Via libera del Garante Privacy alla Piattaforma Nazionale di Telemedicina

Il Garante della Privacy ha dato il via libera allo schema di decreto del Ministero della Salute che regolamenta il trattamento dei dati personali nella Piattaforma Nazionale di Telemedicina (PNT), inserita nel Piano Nazionale di Ripresa e Resilienza (PNRR).


L’approvazione è giunta dopo l’introduzione di garanzie rafforzate, richieste dall’Autorità, per tutelare i dati trattati.

Lo schema di decreto, rispetto alla versione iniziale, include ora l’obbligo di una valutazione d’impatto preventiva. Questo passaggio è stato ritenuto essenziale considerando la natura e le finalità del trattamento, nonché il numero elevato di persone coinvolte. Inoltre, sono stati definiti in maniera più dettagliata i tipi di dati gestiti, le operazioni eseguibili e le misure per garantire la sicurezza e la riservatezza delle informazioni. In particolare, la valutazione d’impatto dovrà essere aggiornata periodicamente e includere una mappatura completa dei rischi connessi al trattamento dei dati personali.

Integrazione con l’Ecosistema Dati Sanitari

La normativa stabilisce le modalità di utilizzo della PNT sia per scopi clinici sia per esigenze di governance sanitaria. Sono previste disposizioni specifiche per regolamentare l’interazione con l’Ecosistema Dati Sanitari (EDS) e vengono chiariti i ruoli e le responsabilità dei soggetti coinvolti nel trattamento dei dati. L’integrazione con l’EDS permetterà un flusso di informazioni strutturato e sicuro, migliorando la gestione e l’analisi dei dati sanitari a livello nazionale.

Misure avanzate di sicurezza informatica

Tra le misure di sicurezza rafforzate, il decreto impone meccanismi avanzati di protezione, come la cifratura dei dati con algoritmi robusti, la prevenzione delle intrusioni informatiche (Intrusion Prevention System – IPS), il monitoraggio continuo degli eventi di sicurezza e un sistema di tracciamento delle operazioni effettuate. Inoltre, sono previste azioni per prevenire il furto di identità digitale, elemento cruciale per la protezione delle informazioni sanitarie sensibili. Il decreto introduce anche un sistema di autenticazione a più fattori per garantire un accesso sicuro ai dati e un protocollo di gestione delle emergenze informatiche per rispondere tempestivamente a eventuali violazioni della sicurezza.
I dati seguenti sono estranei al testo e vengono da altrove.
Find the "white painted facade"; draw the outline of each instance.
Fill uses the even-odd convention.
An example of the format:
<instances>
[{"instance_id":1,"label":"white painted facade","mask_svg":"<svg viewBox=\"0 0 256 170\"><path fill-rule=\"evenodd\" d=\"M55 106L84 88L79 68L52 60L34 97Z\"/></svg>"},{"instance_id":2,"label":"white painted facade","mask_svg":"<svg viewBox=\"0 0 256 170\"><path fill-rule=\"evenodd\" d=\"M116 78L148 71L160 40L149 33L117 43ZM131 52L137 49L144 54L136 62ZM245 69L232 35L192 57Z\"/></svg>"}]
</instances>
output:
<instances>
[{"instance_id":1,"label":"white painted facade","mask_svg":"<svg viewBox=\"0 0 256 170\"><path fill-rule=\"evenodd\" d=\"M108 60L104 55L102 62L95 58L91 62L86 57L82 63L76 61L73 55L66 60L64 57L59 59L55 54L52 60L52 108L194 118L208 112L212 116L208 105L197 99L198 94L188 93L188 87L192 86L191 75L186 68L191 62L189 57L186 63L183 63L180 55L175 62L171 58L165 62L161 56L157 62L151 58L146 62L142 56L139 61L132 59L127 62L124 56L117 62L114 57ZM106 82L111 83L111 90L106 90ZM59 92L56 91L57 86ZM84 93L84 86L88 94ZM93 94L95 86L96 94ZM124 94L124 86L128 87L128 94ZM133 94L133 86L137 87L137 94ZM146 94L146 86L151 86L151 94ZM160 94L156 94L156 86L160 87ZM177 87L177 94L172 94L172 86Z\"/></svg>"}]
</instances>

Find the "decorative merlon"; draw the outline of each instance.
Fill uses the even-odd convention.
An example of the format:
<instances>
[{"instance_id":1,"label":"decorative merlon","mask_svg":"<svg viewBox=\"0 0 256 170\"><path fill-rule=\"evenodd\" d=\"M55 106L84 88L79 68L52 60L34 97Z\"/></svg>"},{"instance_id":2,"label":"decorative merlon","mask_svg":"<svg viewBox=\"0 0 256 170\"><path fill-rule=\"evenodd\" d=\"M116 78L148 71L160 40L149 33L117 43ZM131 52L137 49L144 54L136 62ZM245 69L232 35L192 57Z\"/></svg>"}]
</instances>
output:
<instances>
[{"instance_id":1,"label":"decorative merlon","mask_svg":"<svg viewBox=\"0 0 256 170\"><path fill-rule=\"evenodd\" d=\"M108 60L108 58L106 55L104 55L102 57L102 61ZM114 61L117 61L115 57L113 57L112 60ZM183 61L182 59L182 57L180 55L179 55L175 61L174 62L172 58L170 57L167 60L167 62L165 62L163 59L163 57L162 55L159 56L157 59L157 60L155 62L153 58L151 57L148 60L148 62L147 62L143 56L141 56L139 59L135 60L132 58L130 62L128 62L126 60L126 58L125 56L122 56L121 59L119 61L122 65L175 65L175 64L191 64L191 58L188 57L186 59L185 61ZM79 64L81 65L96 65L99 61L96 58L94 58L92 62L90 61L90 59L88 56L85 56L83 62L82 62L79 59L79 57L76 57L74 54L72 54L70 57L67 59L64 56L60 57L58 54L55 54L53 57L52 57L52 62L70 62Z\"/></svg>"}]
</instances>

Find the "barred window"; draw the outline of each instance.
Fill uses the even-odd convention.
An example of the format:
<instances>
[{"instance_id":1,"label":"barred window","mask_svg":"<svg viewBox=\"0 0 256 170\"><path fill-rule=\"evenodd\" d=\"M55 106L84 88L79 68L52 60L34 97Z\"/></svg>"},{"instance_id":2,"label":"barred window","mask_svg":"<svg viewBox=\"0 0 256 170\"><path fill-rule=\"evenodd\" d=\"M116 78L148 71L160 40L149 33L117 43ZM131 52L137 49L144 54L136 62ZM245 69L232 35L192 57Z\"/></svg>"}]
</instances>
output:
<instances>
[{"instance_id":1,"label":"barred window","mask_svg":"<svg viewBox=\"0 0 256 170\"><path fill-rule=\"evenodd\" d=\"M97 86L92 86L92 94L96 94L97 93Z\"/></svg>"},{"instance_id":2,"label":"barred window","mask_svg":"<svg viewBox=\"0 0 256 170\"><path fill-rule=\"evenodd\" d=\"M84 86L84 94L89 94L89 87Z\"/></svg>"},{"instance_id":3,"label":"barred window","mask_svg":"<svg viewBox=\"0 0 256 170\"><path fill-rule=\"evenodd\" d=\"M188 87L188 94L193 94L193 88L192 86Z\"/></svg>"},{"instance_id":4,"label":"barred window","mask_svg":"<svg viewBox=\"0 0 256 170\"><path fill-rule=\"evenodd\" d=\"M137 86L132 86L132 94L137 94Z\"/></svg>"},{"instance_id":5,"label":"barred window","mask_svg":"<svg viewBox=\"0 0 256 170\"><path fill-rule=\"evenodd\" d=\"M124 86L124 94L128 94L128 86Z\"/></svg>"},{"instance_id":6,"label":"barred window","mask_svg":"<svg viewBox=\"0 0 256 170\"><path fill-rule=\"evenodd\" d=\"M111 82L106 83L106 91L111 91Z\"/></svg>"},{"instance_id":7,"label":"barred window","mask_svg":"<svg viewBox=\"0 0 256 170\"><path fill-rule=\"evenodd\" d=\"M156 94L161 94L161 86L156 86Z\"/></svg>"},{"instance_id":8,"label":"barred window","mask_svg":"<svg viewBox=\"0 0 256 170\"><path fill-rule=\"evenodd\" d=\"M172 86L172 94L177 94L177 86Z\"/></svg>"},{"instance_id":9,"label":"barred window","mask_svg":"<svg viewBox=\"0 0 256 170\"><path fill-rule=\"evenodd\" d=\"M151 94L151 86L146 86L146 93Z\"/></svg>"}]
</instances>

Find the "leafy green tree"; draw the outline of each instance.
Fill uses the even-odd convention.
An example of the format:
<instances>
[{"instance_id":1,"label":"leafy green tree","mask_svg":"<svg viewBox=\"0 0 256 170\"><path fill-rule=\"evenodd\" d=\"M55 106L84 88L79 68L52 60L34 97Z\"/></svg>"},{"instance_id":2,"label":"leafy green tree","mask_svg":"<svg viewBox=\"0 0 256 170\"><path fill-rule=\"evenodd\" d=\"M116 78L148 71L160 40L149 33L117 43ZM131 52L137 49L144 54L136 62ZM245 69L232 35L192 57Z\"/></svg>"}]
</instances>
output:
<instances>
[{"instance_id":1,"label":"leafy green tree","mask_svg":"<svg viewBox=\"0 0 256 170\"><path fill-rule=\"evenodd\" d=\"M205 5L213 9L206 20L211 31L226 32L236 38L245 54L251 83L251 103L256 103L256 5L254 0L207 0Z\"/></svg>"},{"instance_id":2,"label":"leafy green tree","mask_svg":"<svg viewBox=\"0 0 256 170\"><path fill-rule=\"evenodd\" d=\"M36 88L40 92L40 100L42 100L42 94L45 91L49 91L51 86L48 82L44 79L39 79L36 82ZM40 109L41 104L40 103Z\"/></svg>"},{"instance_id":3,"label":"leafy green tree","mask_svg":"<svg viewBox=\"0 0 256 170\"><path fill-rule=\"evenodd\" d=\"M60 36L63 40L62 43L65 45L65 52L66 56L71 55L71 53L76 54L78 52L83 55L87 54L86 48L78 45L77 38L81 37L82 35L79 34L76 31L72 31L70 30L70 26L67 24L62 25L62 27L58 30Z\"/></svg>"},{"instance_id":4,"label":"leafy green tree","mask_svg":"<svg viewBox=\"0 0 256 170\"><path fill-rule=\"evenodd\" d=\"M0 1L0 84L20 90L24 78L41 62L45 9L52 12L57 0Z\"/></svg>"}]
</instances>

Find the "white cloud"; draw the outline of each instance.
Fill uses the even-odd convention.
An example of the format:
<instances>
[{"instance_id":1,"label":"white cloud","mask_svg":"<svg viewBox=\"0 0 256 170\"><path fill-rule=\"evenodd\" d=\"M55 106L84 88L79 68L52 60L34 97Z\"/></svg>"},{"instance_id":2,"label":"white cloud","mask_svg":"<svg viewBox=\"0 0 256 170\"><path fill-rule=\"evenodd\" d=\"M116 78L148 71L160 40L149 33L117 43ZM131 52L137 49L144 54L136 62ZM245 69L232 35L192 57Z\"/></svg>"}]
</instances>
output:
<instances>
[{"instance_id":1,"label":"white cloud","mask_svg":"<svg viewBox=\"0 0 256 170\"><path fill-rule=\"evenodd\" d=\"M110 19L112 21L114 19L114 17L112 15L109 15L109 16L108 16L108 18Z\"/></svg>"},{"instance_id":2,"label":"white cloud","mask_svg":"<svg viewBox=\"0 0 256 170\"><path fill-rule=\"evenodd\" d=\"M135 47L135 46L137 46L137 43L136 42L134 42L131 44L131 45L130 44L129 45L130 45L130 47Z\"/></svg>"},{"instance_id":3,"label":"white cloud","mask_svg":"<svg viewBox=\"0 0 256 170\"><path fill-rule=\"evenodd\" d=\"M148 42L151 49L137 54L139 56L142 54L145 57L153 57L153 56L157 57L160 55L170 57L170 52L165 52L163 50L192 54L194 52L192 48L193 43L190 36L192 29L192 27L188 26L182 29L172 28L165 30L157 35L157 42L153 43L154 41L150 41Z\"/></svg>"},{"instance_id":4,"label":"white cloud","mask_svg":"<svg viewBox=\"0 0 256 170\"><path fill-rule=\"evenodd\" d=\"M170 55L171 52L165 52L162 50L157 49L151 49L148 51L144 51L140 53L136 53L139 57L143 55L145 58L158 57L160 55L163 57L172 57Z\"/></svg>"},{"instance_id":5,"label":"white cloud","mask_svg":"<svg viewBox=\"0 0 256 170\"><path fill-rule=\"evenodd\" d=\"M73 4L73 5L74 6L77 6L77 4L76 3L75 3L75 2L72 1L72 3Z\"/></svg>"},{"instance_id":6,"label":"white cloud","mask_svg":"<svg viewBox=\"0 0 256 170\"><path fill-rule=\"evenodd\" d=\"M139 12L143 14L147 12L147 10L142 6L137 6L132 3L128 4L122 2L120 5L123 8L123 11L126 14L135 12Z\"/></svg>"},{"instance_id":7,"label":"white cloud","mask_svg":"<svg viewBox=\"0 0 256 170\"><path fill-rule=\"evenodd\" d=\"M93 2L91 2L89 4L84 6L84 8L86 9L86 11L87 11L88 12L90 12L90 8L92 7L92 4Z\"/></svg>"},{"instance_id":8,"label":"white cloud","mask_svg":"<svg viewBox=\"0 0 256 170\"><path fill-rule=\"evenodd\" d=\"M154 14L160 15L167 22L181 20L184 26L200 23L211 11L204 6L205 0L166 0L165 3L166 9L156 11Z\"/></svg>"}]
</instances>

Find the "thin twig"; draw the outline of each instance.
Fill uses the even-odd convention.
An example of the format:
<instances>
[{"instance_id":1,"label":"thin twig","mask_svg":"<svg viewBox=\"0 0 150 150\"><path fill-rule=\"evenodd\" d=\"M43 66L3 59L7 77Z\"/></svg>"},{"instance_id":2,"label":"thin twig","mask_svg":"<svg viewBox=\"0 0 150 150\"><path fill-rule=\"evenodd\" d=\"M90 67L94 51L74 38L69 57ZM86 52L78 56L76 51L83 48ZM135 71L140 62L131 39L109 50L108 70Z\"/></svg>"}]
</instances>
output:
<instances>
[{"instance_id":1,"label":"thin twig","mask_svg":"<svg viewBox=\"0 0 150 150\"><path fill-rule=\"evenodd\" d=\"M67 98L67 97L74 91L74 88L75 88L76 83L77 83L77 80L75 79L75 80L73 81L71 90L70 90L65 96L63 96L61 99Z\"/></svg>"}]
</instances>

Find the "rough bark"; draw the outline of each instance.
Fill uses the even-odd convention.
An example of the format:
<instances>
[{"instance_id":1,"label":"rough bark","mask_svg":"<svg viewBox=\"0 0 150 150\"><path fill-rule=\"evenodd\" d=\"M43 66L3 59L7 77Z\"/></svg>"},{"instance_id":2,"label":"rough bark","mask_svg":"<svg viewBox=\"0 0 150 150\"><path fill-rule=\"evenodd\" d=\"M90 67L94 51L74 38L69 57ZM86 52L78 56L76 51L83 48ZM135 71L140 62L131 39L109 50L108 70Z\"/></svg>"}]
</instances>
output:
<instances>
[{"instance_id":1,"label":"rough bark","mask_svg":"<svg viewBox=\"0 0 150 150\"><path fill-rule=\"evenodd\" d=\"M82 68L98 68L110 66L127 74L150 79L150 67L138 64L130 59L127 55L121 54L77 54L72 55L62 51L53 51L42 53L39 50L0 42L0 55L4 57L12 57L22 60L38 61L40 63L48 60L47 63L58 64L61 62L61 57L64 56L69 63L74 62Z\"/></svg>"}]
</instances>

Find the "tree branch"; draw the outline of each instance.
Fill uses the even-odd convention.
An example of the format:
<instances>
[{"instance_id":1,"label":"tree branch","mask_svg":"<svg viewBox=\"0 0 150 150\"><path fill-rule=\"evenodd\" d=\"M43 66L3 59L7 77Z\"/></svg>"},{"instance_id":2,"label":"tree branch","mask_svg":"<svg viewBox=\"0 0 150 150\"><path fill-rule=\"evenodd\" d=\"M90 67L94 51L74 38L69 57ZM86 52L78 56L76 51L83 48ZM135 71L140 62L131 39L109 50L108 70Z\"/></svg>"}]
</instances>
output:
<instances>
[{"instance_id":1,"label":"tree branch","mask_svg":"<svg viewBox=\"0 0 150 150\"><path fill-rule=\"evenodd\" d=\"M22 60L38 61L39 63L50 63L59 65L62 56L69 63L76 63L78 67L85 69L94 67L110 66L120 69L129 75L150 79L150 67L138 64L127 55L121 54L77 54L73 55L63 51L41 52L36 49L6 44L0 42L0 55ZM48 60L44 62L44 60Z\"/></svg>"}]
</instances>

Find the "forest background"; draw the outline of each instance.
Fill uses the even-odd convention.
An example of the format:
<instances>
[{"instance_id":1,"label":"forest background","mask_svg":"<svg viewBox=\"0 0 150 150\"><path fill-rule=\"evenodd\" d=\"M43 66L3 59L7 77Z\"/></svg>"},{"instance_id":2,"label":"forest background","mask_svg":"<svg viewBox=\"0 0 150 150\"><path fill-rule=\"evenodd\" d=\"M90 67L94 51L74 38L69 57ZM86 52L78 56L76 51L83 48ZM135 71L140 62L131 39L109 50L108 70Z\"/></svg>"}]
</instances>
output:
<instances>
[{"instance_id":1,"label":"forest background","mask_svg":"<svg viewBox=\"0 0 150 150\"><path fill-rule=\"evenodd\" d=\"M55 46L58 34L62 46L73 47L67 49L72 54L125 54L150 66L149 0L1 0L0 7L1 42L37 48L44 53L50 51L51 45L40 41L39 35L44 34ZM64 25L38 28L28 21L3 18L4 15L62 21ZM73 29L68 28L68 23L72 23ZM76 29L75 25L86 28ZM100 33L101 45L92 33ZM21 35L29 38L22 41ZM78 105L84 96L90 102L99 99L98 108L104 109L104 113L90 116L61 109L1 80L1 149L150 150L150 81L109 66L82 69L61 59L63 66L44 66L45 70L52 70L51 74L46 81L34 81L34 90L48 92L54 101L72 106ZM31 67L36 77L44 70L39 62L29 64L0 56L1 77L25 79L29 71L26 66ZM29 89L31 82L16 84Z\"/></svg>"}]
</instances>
Aggiornamento delle linee guida sulla telemedicina

Il Garante ha inoltre sottolineato la necessità di aggiornare le “Linee guida per i servizi di telemedicina“, approvate nel 2022, affinando le disposizioni sulla protezione dei dati alla luce del nuovo quadro normativo del Fascicolo Sanitario Elettronico 2.0 e delle normative europee di riferimento. L’aggiornamento dovrà tenere conto delle best practices internazionali in materia di sicurezza e interoperabilità dei sistemi sanitari digitali.

L’iter di approvazione e il contenuto del decreto

L’iter di approvazione ha seguito un percorso articolato. Il Ministero della Salute ha trasmesso il testo per il parere del Garante il 10 dicembre 2024, successivamente integrandolo con una valutazione d’impatto sui trattamenti dei dati in seguito alle osservazioni dell’Autorità. Il decreto, composto da 19 articoli, disciplina dettagliatamente il funzionamento della PNT e delle sue infrastrutture, i servizi offerti, le modalità di accesso per pazienti e professionisti sanitari, nonché gli obblighi di trasparenza e conservazione dei dati.
Particolare attenzione alla sicurezza informatica, con specifiche disposizioni sulla gestione dei rischi e sugli strumenti di protezione. Gli allegati tecnici, parte integrante del decreto, delineano gli aspetti operativi della piattaforma, tra cui l’architettura del sistema e i flussi di dati tra la PNT, il Fascicolo Sanitario Elettronico e l’Ecosistema Dati Sanitari. Inoltre, il decreto prevede meccanismi di audit periodici per verificare il rispetto delle normative sulla protezione dei dati e la conformità agli standard di sicurezza europei.

Un passo avanti per la digitalizzazione della sanità

Con questa approvazione, il Ministero della Salute compie un passo significativo verso la digitalizzazione della sanità, garantendo al contempo un elevato livello di protezione delle informazioni personali. L’attuazione della PNT si inserisce in un quadro normativo più ampio volto a migliorare l’efficienza e la sicurezza dei servizi sanitari digitali in Italia. L’obiettivo finale è rendere i servizi di telemedicina accessibili in modo uniforme su tutto il territorio nazionale, riducendo le disuguaglianze nell’accesso alle cure e ottimizzando la gestione delle risorse sanitarie.

Non viola la privacy il controllo con investigatore privato sull’uso dei permessi Legge 104

La Corte di Cassazione ha stabilito che il datore di lavoro può ricorrere a un investigatore privato per verificare l’effettivo utilizzo dei permessi concessi ai sensi della Legge 104/1992, senza violare la privacy del dipendente.


La decisione arriva in seguito a un caso di licenziamento per giusta causa, scaturito dalle indagini commissionate da un’azienda per accertare se un lavoratore sfruttasse in modo improprio i permessi retribuiti destinati all’assistenza di un familiare disabile.

 

Il caso

 

Un dipendente di un’azienda, titolare di permessi ai sensi della Legge 104 per assistere la madre, è stato licenziato dopo che un’agenzia investigativa, incaricata dal datore di lavoro, aveva documentato un uso scorretto delle ore di permesso. Secondo le prove raccolte, il lavoratore, invece di prestare assistenza, utilizzava sistematicamente parte del tempo per svolgere attività personali, come uscite in bicicletta.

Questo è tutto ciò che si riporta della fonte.